Daun pada tanaman alpukat ini berbentuk tunggal dengan tangkai yang panjangnya
1,5-5 cm, kotor, letaknya berdesakan di ujung ranting, bentuknya jorong sampai
bundar telur memanjang, tebal seperti kulit, ujung dan pangkal runcing, tepi
rata kadang-kadang agak menggulung ke atas, bertulang menyirip, panjang 10-20
cm, lebar 3-10 cm. Daun muda pada tanaman alpukat mempunyai warna kemerahan dan
berambut rapat, sedangkan daun tua warnanya hijau dan gundul (Angelina, 2007).
Bunga pada tanaman
alpukat merupakan bunga majemuk, berkelamin dua, tersusun dalam malai yang
keluar dekat ujung ranting, warnanya kuning kehijauan. Buah pada tanaman
alpukat ini termasuk golongan buah buni, berbentuk bola atau bulat telur,
mempunyai panjang 5-20 cm, warnanya hijau atau hijau kekuningan,
berbintik-bintik ungu atau ungu sarna sekali berbiji satu, daging buah jika
sudah masak lunak, warnanya hijau, kekuningan. Biji pada tanaman alpukat
berbentuk bulat seperti bola, mempunyai diameter 2,5-5 cm dengan keping biji
putih kemerahan. Buah alpukat yang masak daging buahnya lunak, berlemak,
biasanya dimakan sebagai es campur atau dibuat juice. Minyak pada buah alpukat
ini dapat digunakan antara lain untuk keperluan kosmetik (Angelina, 2007).
2.1.2 Buah
Alpukat
Gambar 1. Buah
Alpukat (Anonymous
A, 2008)
Alpukat adalah tanaman diploid (2n=12),
berbiji tunggal yang besar sekali. Kulit luar agak tebal, kulit tengah tebal
berdaging lunak, dengan lapisan kulit dalam tipis berbatasan dengan kulit biji.
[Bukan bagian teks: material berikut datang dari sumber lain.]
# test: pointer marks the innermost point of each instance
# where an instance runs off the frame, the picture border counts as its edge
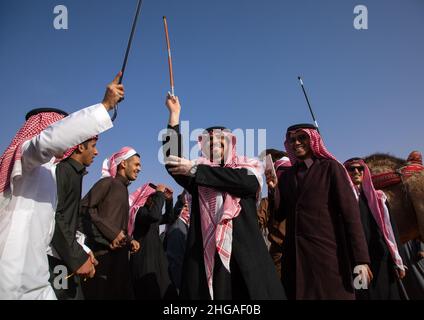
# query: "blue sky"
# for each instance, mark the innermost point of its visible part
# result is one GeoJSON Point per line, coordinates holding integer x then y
{"type": "Point", "coordinates": [236, 64]}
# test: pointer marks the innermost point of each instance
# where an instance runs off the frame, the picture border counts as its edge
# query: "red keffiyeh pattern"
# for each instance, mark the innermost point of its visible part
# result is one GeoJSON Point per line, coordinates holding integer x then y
{"type": "Point", "coordinates": [110, 165]}
{"type": "Point", "coordinates": [10, 161]}
{"type": "Point", "coordinates": [137, 200]}
{"type": "Point", "coordinates": [217, 227]}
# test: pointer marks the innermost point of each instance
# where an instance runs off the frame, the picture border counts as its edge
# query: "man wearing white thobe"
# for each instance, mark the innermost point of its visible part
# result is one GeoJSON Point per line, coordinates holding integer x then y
{"type": "Point", "coordinates": [28, 193]}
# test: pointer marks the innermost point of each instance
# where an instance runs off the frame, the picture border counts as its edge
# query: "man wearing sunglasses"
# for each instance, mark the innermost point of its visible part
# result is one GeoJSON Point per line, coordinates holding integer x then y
{"type": "Point", "coordinates": [324, 241]}
{"type": "Point", "coordinates": [381, 235]}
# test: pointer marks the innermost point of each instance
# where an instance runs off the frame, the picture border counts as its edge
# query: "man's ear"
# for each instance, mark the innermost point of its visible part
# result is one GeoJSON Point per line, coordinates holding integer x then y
{"type": "Point", "coordinates": [80, 148]}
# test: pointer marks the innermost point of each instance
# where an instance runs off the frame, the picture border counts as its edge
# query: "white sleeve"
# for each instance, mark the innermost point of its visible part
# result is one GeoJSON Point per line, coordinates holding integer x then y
{"type": "Point", "coordinates": [64, 134]}
{"type": "Point", "coordinates": [81, 240]}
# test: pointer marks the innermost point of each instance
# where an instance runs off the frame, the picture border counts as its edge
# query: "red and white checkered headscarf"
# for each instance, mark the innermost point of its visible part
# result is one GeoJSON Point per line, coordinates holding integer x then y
{"type": "Point", "coordinates": [137, 200]}
{"type": "Point", "coordinates": [10, 161]}
{"type": "Point", "coordinates": [217, 231]}
{"type": "Point", "coordinates": [70, 151]}
{"type": "Point", "coordinates": [110, 165]}
{"type": "Point", "coordinates": [185, 211]}
{"type": "Point", "coordinates": [377, 204]}
{"type": "Point", "coordinates": [284, 162]}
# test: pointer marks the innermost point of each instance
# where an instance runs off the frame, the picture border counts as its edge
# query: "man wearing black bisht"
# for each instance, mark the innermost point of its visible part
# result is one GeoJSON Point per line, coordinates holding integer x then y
{"type": "Point", "coordinates": [381, 234]}
{"type": "Point", "coordinates": [149, 266]}
{"type": "Point", "coordinates": [324, 243]}
{"type": "Point", "coordinates": [104, 214]}
{"type": "Point", "coordinates": [68, 249]}
{"type": "Point", "coordinates": [226, 256]}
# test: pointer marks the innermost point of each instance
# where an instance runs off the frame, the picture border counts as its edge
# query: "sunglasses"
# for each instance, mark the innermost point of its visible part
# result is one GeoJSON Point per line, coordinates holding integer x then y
{"type": "Point", "coordinates": [301, 138]}
{"type": "Point", "coordinates": [359, 168]}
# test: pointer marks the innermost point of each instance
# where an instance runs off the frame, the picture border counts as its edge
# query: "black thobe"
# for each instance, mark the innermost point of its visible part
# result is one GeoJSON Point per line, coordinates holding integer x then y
{"type": "Point", "coordinates": [324, 237]}
{"type": "Point", "coordinates": [253, 275]}
{"type": "Point", "coordinates": [175, 244]}
{"type": "Point", "coordinates": [105, 211]}
{"type": "Point", "coordinates": [384, 284]}
{"type": "Point", "coordinates": [149, 266]}
{"type": "Point", "coordinates": [69, 175]}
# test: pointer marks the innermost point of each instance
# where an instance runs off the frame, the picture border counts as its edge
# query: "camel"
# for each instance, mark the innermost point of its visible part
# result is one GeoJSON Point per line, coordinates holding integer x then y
{"type": "Point", "coordinates": [405, 192]}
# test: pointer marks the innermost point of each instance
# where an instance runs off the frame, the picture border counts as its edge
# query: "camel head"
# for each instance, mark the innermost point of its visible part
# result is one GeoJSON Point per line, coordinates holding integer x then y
{"type": "Point", "coordinates": [382, 162]}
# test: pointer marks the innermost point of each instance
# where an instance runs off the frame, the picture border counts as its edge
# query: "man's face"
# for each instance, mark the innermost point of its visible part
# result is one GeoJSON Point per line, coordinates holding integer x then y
{"type": "Point", "coordinates": [215, 147]}
{"type": "Point", "coordinates": [88, 152]}
{"type": "Point", "coordinates": [132, 167]}
{"type": "Point", "coordinates": [356, 173]}
{"type": "Point", "coordinates": [299, 141]}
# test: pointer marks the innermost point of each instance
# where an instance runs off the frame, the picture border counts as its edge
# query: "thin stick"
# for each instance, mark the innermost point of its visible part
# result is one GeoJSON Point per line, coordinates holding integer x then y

Berat buah rata- rata antara 200- 400 gram, tetapi kadang- kadang ada yang
mencapai 600- 700 gram, tergantung pada varietasnya. Jumlah buah tiap tahunnya
± 200 buah/ pohon (AAK, 1987). Buah alpukat termasuk buah buni, berbentuk bola
atau buah peer, panjang 5 – 20 cm, berbiji 1, tanpa sisa bunga yang tinggal,
berwarna hijau atau hijau kuning, keungu- unguan atau berbintik- bintik,
gundul. Biji pada buah alpukat ini berbentuk bola dengan garis tengah 2,5 – 5
cm (Steenis, 2003).
Tanda- tanda kematangan optimal pada
alpukat, yaitu: bila buah digoyang-goyang dapat berbunyi, karena bijinya
terlepas dari daging buah dan rongga buah melebar. Buah yang sudah masak dan
dipetik perlu disimpan selama beberapa hari lagi agar dapat dimakan dagingnya.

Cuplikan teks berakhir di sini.